Does the mythical “Griffin” creature possess distinctiveness? Or is there a likelihood of confusion between the lion’s bird and a winged bull invented by an Austrian? The Court of Justice of the European Union overturns the decision of two EUIPO instances in a dispute over figurative trademarks.
In 2012 the Austrian Johan Graf registered his “winged bull” or “Taurophon” figurative mark at the European Intellectual Property Office (EUIPO). Short time later, the hotel company Marriot Worldwide Corp. demanded that Mr Graf’s trademark be declared invalid. In the UK Marriot is since 2010 the owner of the rights to a very similar figurative mark, which illustrates the mythical figure of the “Griffin”. Both trademarks were registered for the Nice Class 43 “Services for the provision of food and beverages”.
EUIPO sees figurative trademark as valid
The request for the cancellation of the mark was first rejected by the Cancellation Division and the Fourth Board of Appeal of the EUIPO. In a statement both instances argued that the two marks are visually completely different and can not be compared phonetically.
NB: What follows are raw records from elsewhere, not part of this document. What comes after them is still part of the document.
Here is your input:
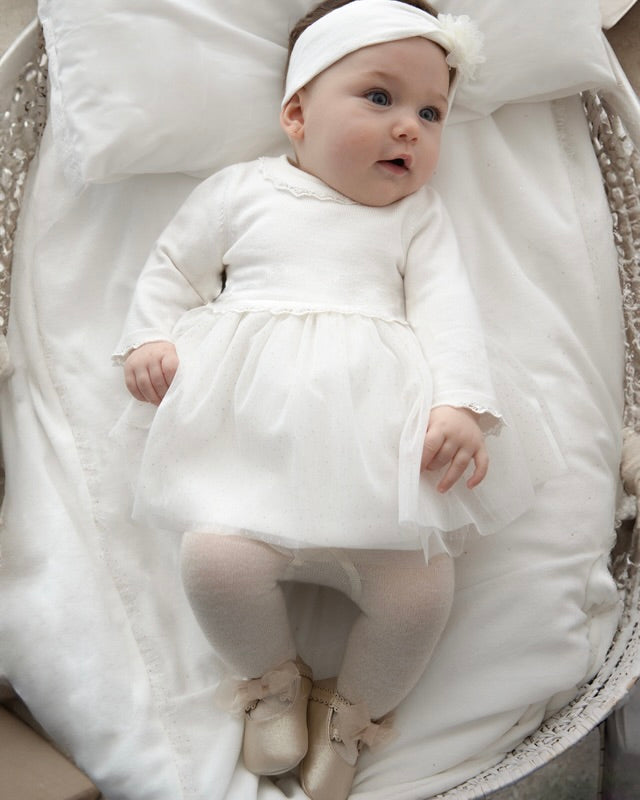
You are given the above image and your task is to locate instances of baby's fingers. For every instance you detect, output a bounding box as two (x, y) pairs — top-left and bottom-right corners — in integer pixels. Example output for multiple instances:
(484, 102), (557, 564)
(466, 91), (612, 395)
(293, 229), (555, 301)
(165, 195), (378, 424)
(123, 342), (179, 405)
(148, 359), (174, 404)
(125, 360), (166, 405)
(161, 350), (179, 387)
(437, 449), (472, 493)
(133, 365), (165, 405)
(421, 428), (445, 471)
(466, 447), (489, 489)
(124, 366), (147, 403)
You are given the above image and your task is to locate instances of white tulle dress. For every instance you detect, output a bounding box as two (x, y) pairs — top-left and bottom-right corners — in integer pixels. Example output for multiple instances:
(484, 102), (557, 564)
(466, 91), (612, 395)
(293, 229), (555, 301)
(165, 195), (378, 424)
(114, 156), (564, 561)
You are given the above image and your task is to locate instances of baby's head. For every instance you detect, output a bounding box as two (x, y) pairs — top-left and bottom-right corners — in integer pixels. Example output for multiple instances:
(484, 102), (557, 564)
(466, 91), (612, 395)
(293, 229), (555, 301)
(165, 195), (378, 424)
(280, 0), (482, 207)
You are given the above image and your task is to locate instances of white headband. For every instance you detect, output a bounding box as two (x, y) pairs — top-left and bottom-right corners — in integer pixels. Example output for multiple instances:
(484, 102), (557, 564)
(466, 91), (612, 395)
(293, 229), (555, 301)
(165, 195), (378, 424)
(282, 0), (484, 108)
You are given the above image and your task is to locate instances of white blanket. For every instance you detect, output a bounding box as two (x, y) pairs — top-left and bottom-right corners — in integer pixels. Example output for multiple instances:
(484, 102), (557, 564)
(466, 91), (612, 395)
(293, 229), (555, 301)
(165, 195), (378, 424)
(0, 28), (627, 800)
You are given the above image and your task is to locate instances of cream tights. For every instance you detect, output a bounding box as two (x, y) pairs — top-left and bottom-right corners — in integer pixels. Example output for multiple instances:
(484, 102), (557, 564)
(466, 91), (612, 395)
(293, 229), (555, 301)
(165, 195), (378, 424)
(180, 533), (454, 720)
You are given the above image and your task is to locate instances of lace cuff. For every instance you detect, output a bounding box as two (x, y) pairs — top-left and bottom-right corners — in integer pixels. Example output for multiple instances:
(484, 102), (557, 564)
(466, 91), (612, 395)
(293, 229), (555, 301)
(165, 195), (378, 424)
(431, 401), (504, 436)
(112, 331), (175, 365)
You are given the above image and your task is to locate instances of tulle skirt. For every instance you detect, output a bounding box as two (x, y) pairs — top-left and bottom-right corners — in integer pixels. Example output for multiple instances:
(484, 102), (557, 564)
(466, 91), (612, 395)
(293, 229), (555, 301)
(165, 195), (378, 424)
(118, 307), (565, 561)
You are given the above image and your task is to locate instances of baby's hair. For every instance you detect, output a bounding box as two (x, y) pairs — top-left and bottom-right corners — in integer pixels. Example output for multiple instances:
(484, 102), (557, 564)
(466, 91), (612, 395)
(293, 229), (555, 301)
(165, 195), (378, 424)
(286, 0), (452, 82)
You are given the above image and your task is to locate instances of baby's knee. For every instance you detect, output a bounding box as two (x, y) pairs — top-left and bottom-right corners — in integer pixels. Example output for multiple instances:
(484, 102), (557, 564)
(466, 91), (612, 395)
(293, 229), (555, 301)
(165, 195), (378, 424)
(180, 532), (286, 602)
(363, 554), (455, 637)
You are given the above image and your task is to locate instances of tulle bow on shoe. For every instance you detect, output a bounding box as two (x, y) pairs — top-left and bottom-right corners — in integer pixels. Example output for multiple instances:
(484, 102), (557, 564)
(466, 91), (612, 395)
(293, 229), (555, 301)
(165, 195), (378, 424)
(215, 660), (303, 715)
(329, 697), (395, 764)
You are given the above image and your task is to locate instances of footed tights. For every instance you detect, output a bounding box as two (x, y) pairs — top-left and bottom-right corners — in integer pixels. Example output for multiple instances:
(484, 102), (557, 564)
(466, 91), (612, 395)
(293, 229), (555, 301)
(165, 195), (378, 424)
(180, 533), (454, 720)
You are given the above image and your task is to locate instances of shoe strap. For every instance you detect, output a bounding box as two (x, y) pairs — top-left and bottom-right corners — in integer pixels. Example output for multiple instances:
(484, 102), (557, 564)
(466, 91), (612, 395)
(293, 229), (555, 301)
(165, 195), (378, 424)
(309, 683), (351, 712)
(309, 682), (395, 761)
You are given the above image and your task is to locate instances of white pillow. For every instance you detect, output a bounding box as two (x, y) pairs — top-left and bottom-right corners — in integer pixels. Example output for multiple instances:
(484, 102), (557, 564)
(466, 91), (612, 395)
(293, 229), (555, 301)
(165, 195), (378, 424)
(39, 0), (617, 186)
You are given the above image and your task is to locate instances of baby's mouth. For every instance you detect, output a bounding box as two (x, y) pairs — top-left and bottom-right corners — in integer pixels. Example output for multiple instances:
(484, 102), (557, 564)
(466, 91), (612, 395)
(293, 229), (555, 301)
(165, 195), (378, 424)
(379, 157), (410, 174)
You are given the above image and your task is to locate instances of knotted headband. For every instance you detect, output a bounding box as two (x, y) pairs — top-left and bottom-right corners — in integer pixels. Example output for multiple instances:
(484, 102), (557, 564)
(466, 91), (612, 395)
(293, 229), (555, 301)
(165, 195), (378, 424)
(282, 0), (484, 108)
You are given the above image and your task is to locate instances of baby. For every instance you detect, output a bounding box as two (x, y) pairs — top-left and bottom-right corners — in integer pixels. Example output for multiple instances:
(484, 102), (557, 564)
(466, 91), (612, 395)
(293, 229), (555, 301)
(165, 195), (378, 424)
(114, 2), (554, 798)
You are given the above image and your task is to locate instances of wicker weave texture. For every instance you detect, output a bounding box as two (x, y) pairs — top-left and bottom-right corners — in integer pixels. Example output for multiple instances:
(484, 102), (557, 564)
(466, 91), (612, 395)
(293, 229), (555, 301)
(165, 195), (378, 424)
(0, 27), (46, 338)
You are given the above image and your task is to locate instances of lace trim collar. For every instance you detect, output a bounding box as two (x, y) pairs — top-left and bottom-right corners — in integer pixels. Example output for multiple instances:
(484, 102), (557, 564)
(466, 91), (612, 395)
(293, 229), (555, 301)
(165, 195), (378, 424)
(259, 155), (357, 204)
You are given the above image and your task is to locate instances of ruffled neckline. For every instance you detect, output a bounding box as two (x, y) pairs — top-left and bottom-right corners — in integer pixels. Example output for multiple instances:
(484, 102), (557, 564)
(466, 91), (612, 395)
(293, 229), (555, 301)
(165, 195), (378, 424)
(259, 155), (357, 204)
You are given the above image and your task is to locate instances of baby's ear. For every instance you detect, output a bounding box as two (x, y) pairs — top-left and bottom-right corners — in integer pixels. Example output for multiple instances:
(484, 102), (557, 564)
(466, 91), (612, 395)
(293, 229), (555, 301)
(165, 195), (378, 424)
(280, 92), (305, 140)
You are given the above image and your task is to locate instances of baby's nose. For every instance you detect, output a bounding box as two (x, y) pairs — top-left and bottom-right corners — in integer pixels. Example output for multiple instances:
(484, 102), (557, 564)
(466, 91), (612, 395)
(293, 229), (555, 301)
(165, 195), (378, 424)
(392, 113), (419, 141)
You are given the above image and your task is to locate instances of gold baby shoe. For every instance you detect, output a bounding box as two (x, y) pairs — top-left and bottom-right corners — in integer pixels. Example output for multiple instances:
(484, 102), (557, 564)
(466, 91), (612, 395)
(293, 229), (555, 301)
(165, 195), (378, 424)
(216, 658), (313, 776)
(300, 679), (393, 800)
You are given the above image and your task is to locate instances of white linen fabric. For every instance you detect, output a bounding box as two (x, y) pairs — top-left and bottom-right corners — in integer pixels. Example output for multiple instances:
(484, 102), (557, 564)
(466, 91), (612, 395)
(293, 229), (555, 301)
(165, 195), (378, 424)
(112, 156), (564, 557)
(0, 76), (624, 800)
(37, 0), (618, 186)
(600, 0), (637, 28)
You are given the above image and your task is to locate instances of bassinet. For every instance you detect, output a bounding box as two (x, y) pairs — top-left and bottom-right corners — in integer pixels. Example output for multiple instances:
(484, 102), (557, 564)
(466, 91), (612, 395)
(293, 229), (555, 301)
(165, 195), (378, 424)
(1, 6), (640, 800)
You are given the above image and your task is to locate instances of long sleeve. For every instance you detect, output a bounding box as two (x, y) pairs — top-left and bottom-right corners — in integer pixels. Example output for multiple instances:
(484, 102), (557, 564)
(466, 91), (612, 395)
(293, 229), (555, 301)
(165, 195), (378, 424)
(403, 189), (502, 430)
(113, 168), (231, 362)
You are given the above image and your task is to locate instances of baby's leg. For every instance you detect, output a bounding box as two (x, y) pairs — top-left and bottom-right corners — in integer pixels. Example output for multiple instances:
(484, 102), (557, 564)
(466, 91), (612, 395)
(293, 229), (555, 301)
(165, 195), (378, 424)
(338, 550), (454, 720)
(298, 550), (454, 800)
(180, 532), (296, 677)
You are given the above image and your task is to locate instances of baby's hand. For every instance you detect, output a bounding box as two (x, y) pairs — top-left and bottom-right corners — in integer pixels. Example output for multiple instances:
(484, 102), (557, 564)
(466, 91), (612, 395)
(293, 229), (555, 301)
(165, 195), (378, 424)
(124, 341), (179, 406)
(421, 406), (488, 493)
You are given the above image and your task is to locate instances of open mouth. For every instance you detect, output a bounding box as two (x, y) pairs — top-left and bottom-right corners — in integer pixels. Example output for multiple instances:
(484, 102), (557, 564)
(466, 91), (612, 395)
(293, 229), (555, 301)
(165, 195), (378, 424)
(379, 157), (411, 174)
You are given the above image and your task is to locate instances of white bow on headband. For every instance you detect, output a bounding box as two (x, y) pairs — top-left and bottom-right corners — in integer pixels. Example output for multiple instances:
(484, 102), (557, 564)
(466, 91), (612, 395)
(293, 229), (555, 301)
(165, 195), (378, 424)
(282, 0), (484, 109)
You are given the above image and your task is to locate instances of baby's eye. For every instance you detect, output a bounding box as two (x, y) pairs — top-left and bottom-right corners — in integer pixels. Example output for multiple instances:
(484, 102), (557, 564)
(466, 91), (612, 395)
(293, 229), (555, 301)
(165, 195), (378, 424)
(365, 90), (391, 107)
(419, 106), (441, 123)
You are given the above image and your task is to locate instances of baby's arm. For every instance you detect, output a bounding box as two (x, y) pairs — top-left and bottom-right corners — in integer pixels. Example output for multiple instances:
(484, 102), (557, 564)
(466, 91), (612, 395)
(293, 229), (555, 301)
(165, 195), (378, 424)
(421, 406), (488, 492)
(124, 341), (179, 406)
(402, 189), (499, 493)
(114, 167), (233, 380)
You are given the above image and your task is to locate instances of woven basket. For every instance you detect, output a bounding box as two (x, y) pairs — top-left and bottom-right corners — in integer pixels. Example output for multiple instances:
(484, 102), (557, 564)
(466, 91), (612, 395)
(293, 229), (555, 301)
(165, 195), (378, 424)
(1, 24), (639, 800)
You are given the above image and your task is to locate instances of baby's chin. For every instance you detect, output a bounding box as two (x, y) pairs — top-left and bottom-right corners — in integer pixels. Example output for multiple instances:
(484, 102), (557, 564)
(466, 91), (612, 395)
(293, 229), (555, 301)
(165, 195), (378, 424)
(288, 156), (421, 207)
(358, 189), (419, 207)
(326, 168), (427, 207)
(341, 184), (422, 207)
(320, 174), (420, 207)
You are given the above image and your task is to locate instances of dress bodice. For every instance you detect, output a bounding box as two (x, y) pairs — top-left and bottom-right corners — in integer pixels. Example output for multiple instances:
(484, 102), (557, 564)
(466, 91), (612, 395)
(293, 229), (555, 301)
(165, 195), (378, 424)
(114, 155), (500, 424)
(214, 157), (411, 322)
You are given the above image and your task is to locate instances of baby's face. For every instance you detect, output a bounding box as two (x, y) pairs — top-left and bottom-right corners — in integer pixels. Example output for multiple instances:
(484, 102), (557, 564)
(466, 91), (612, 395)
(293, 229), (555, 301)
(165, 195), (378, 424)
(282, 37), (450, 207)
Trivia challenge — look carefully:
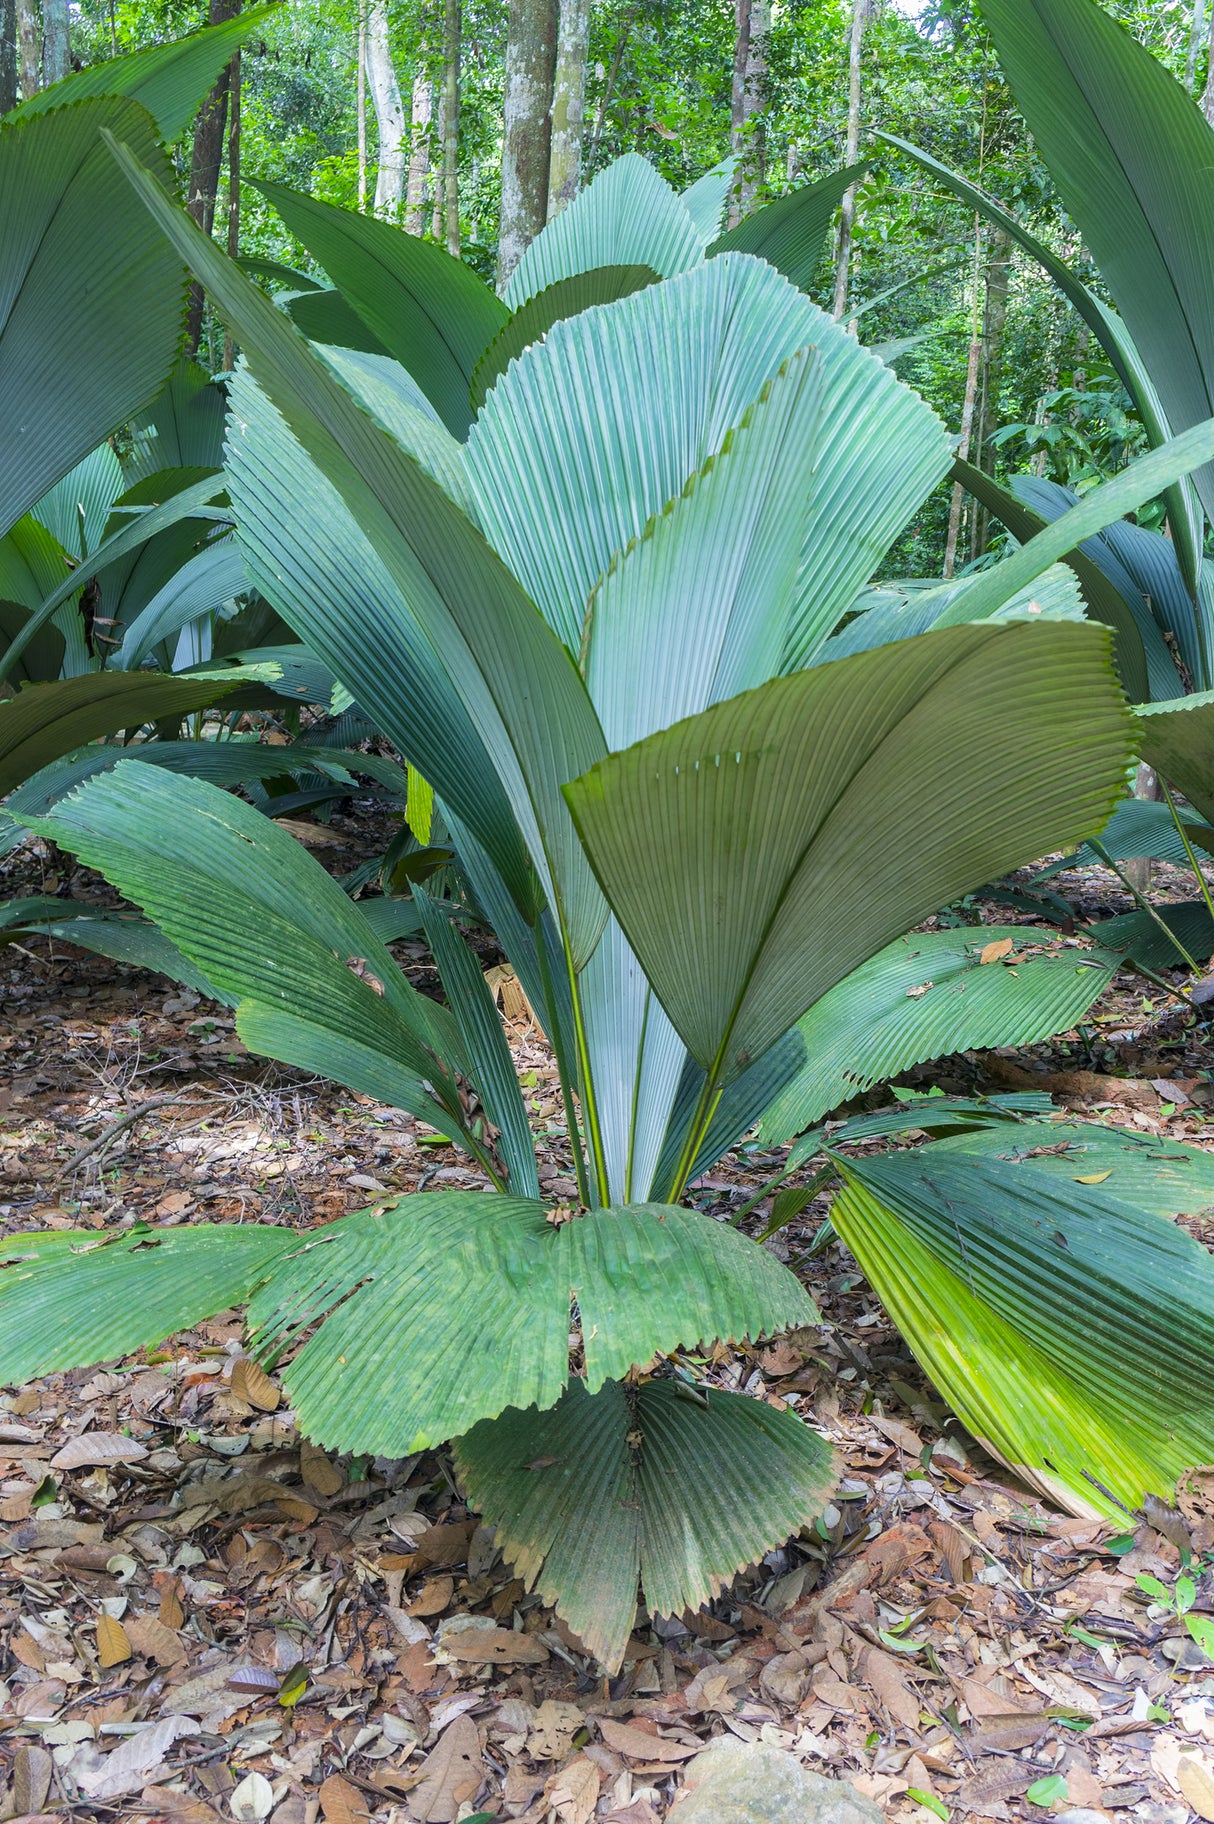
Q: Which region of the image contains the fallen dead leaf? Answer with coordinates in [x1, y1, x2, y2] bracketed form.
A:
[13, 1743, 53, 1815]
[528, 1698, 586, 1760]
[228, 1768, 275, 1821]
[300, 1440, 344, 1496]
[1179, 1753, 1214, 1821]
[50, 1431, 149, 1470]
[407, 1574, 455, 1617]
[230, 1356, 280, 1411]
[409, 1712, 484, 1823]
[597, 1718, 699, 1763]
[96, 1612, 131, 1668]
[75, 1715, 199, 1802]
[545, 1753, 601, 1824]
[979, 936, 1015, 965]
[859, 1643, 921, 1729]
[318, 1771, 371, 1823]
[438, 1624, 549, 1665]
Thus it was not necessary to judge whether the mythological figure of the griffin, which has the body of a lion and the head of an eagle, has a distinctive charackter.
Marriot then appealed to the Court of Justice of the European Union (CJEU) against the decision of the EUIPO. The Americans argued that customers perceive both trademarks as a whole and do not analyze the details of the figurative marks. And in the overall perception, the similarities prevail: Both figurative marks show the black silhouette of a mythical creature in profile on a white background. In addition, both creatures consist of a lion-like body with a curved tail and similarly proportioned wings. Therefore both figurative marks are similar to a very high degree.
Mr Graf, the proprietor of the contested mark, points out that his creature is a self-invented ‘taurophone’ which, in contrast to the Griffin, has the head of a bull. In his opinion consumers would first perceive the head of the beings and thus recognize a difference between the two trademarks.
CJEU overturns EUIPO decision
In its judgment the CJEU first addresses the open question of whether the figure of the griffin has distinctiveness for relevant consumer groups. The CJEU comes to the following conclusion: It is not clear that consumers immediately recognize in a figure with a lion’s body and an eagle’s head the mythical nature of the griffin. So the visual similarities, which are except for the heads clearly exists, can not be neglected in the overall impression of the two figurative marks.
The CJEU concludes that both marks are similar at least to a low degree and therefore contradicting the assessment of the Cancellation Division and the Fourth Board of Appeal of EUIPO. The case is now being referred back to the Board of Appeal, which must reassess the similarity and likelihood of confusion between the two marks.
That the CJEU contradicts both EUIPO instances in a case is not very common. In the case of “Griffin” against “Taurophon”, the Cancellation Division and the Fourth Board of Appeal may decided too fast.